Chapter 18 — Misteri
Begitu jam pelajaran kedua
selesai, Nishikawa dan Hanasaki langsung menghampiri tempat dudukku. Ternyata,
mereka juga sepemikiran tentang perilaku aneh Enam-san di kelas hari ini. Aku
berjalan ke tangga menuju atap, tempat dimana aku dan Hanasaki pernah meminta
bantuan pada Nishikawa.
Begitu sampai, aku segera menundukkan
kepala ke arah mereka berdua.
“Aku minta maaf pada kalian! Aku
pergi tanpa izin minggu lalu.”
Pada akhirnya, aku belum bisa
meminta maaf sampai sekarang. Di pagi hari, aku berpura-pura tidak
memperhatikan kalau mereka datang ke sekolah. Aku takut untuk meminta maaf pada
mereka.
“Tidak, bukan apa-apa, kok! ~
Enggak usah khawatir, Naochi.”
Hanasaki ikut mengangguk
kata-kata Nishikawa.
“Aku juga tidak masalah. Meski
sedikit terkejut, tapi kamu bertindak begitu karena pertimbangan Enami-san. Kurasa
kamu tidak perlu terlalu banyak meminta maaf segala”

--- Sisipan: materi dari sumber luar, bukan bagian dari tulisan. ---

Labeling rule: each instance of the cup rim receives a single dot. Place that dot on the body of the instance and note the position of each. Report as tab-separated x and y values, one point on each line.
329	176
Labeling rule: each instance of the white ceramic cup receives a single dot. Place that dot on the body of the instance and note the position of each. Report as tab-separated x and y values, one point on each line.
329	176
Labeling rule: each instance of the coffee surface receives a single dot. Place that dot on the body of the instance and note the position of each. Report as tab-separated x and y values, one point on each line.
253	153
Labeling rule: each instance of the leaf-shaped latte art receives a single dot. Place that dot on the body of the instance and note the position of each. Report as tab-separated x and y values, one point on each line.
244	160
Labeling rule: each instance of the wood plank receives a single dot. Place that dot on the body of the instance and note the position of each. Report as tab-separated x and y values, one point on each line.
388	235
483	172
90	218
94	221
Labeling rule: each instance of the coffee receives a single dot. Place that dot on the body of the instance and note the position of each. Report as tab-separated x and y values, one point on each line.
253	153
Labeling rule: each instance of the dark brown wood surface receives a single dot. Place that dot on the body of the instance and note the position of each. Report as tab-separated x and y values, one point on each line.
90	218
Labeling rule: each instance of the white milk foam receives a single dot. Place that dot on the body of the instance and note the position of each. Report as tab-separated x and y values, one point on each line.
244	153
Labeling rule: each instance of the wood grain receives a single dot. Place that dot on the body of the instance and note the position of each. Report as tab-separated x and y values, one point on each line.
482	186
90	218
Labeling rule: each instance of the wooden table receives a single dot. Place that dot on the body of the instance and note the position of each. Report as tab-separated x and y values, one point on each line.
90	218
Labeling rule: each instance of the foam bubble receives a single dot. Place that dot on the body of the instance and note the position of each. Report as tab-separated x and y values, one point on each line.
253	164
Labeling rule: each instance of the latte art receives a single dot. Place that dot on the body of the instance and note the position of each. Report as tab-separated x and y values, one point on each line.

Aku lega karena mereka berdua
tidak terlihat marah. Mereka mungkin memiliki beberapa perasaan batin, tapi hal
tersebut tidak berada pada tingkat yang akan merusak hubungan kita.
“Aku benar-benar minta maaf! Aku
takkan membiarkan hal seperti itu terjadi lagi. … .. Ngomong-ngomong, apa
Enami-san merasa marah pada kalian setelah itu? ”
Nishikawa dan Hanasaki saling
memandang.
“Aku juga tidak yakin tentang
itu.”
Wajah Hanasaki sedikit bingung.
“Betul sekali. Risa-chan pergi
setelah itu juga. ”
“Eh?”
Jadi itulah yang terjadi. Tapi
jika memang begitu, bukannya itu berarti dia marah?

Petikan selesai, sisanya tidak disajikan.